2. The Company is validly existing and in good standing under the laws of the State of
Michigan, is duly qualified to transact business and is in good standing in each jurisdiction in
which its ownership or lease of property or the conduct of its business requires such
qualification, and has all requisite corporate power and authority necessary to own or lease, as
the case may be, its properties and to conduct the business in which it is engaged, except where
the failure to be so qualified or have such power or authority would not, individually or in the
aggregate, have a Material Adverse Effect.
3. The Company has an authorized capitalization as set forth in the Preliminary Prospectus and
the Prospectus under the heading “Capitalization.”
4. The Indenture has been duly authorized, executed and delivered by the Company.
5. The Securities have been duly authorized, executed and delivered by the Company.
6. The Underwriting Agreement has been duly authorized, executed and delivered by the Company.
7. The execution and delivery by the Company of each of the Transaction Documents and the
consummation of the transactions contemplated thereby, including the issuance and sale of the
Securities, will not (i) conflict with the charter or the by-laws of the Company; (ii) constitute a
violation of, or a breach or default under, or result in the creation or imposition of any lien,
charge or encumbrance upon any property or assets of the Company or any of its Significant
Subsidiaries pursuant to the terms of any Applicable Contract; or (iii) violate or conflict with,
or result in any contravention of, any Applicable Law.
8. To the knowledge of such counsel, except as described in the Preliminary Prospectus and the
Prospectus, there are no legal, governmental or regulatory investigations, actions, suits or
proceedings pending to which the Company or any of
its Significant Subsidiaries is a party or to which any property of the Company or any of its
Significant Subsidiaries is the subject which, individually or in the aggregate, would
36
reasonably
be expected to have a Material Adverse Effect; and, to the knowledge of such counsel, no such
investigations, actions, suits or proceedings are threatened or contemplated by any governmental or
regulatory authority or threatened by others.
9. The Company has all requisite corporate power and authority to perform its obligations
under the Transaction Documents.
For purposes of the foregoing:
“Applicable Contract” means those agreements and instruments filed as exhibits to the
Company’s Annual Report on Form 10-K for the fiscal year ended February 26, 2010 and all subsequent
reports which have been filed by the Company with the Commission under the Exchange Act.

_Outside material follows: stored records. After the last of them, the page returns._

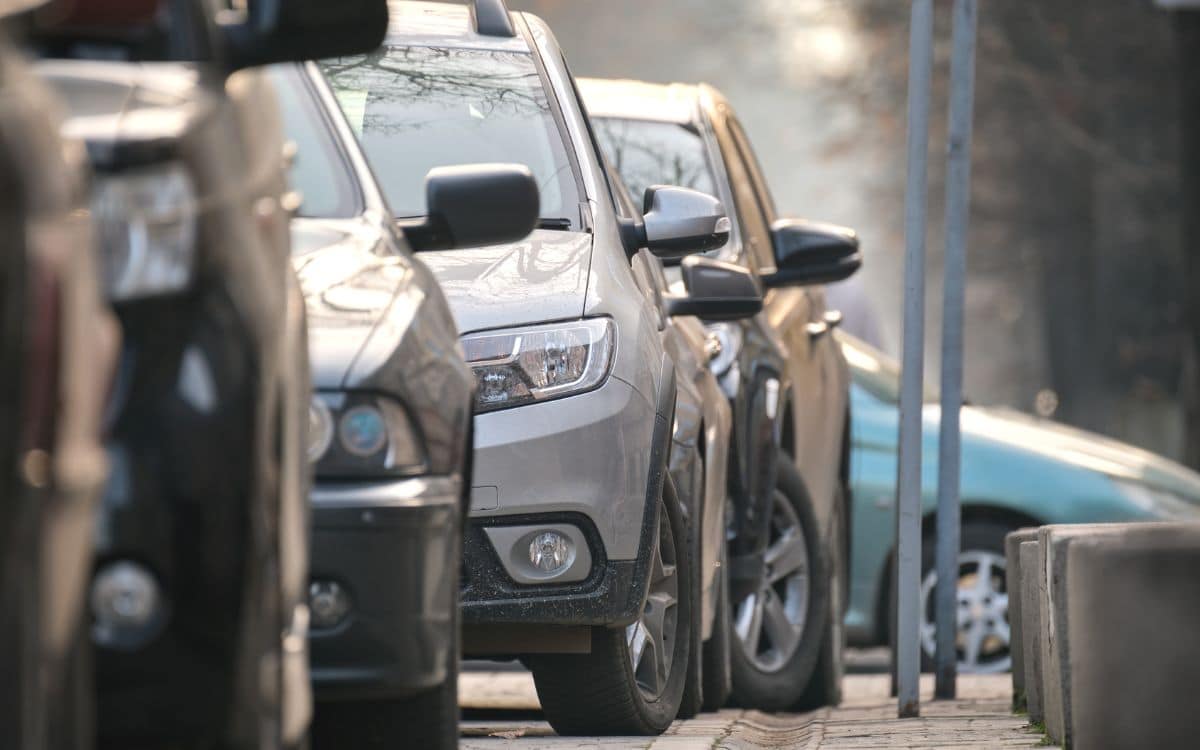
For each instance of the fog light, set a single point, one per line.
(550, 551)
(126, 605)
(328, 604)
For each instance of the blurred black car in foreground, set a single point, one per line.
(389, 429)
(198, 591)
(57, 355)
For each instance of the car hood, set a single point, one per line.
(543, 277)
(1077, 447)
(348, 286)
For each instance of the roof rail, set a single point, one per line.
(491, 18)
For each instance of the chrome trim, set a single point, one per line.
(413, 492)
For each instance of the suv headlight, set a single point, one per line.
(145, 221)
(539, 363)
(354, 433)
(1158, 503)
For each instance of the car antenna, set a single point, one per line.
(491, 18)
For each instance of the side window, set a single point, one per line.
(751, 216)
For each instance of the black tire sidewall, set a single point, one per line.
(781, 689)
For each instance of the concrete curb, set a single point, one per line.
(1032, 582)
(1134, 634)
(1053, 545)
(1013, 582)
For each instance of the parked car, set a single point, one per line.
(576, 556)
(389, 431)
(786, 381)
(699, 461)
(58, 352)
(201, 574)
(1018, 471)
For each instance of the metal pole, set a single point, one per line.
(958, 199)
(921, 64)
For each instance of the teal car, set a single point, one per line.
(1017, 471)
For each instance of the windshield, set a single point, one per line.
(417, 108)
(875, 372)
(646, 153)
(319, 172)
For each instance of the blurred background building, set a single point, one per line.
(1078, 297)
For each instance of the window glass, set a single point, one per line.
(319, 172)
(417, 108)
(647, 153)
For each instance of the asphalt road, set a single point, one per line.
(501, 711)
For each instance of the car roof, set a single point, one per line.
(443, 24)
(639, 100)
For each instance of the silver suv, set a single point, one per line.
(576, 556)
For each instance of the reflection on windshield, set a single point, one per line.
(646, 153)
(417, 108)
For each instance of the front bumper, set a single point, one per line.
(394, 547)
(593, 462)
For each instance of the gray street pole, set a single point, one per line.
(907, 647)
(958, 199)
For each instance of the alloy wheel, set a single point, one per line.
(769, 622)
(653, 636)
(983, 633)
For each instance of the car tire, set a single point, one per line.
(825, 688)
(775, 679)
(605, 691)
(718, 671)
(982, 543)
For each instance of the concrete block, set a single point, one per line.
(1013, 582)
(1134, 635)
(1032, 582)
(1054, 641)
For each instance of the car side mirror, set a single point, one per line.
(811, 253)
(475, 204)
(717, 291)
(678, 221)
(292, 30)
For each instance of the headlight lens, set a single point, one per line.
(538, 363)
(373, 435)
(147, 225)
(1159, 503)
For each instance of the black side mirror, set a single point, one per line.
(293, 30)
(475, 204)
(717, 291)
(679, 221)
(811, 253)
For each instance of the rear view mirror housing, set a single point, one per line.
(475, 204)
(678, 221)
(717, 291)
(811, 253)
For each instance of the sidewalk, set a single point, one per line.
(867, 719)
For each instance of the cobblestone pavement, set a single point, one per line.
(502, 713)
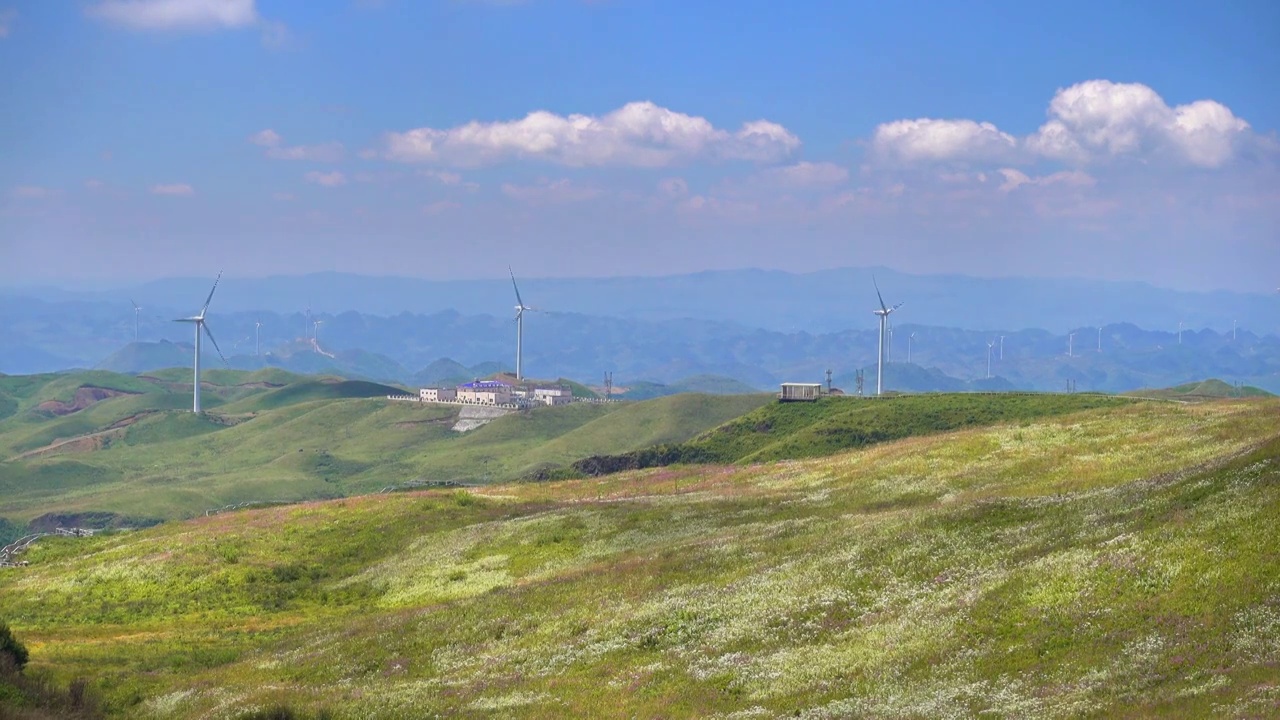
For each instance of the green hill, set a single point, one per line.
(144, 455)
(781, 431)
(1111, 563)
(1202, 391)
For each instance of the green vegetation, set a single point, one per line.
(270, 436)
(1202, 391)
(782, 431)
(1107, 563)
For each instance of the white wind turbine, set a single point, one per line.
(520, 327)
(199, 320)
(136, 310)
(883, 315)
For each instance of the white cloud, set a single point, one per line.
(807, 174)
(440, 206)
(177, 14)
(177, 188)
(673, 187)
(273, 142)
(7, 17)
(545, 191)
(1100, 118)
(1088, 122)
(33, 192)
(266, 139)
(1069, 178)
(932, 140)
(328, 180)
(636, 135)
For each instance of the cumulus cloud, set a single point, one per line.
(176, 188)
(1069, 178)
(328, 180)
(545, 191)
(277, 150)
(636, 135)
(7, 17)
(33, 192)
(1088, 122)
(805, 174)
(1101, 118)
(177, 14)
(942, 140)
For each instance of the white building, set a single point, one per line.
(553, 395)
(438, 395)
(800, 392)
(485, 392)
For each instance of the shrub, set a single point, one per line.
(12, 646)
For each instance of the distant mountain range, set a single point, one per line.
(822, 301)
(417, 349)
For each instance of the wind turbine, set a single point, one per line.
(136, 310)
(199, 320)
(883, 315)
(520, 327)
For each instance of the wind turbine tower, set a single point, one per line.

“Applicable Law” means those laws, rules and regulations of the State of Michigan and the
federal laws of the United States of America, in each case, which, in the experience of such
counsel, are normally applicable to transactions of the type contemplated by the Transaction
Documents (other than the United States federal securities laws, state and foreign securities or
blue sky laws and antifraud laws).
In rendering such opinion, such counsel may rely as to matters of fact on certificates of
responsible officers of the Company and public officials that are furnished to the Underwriters.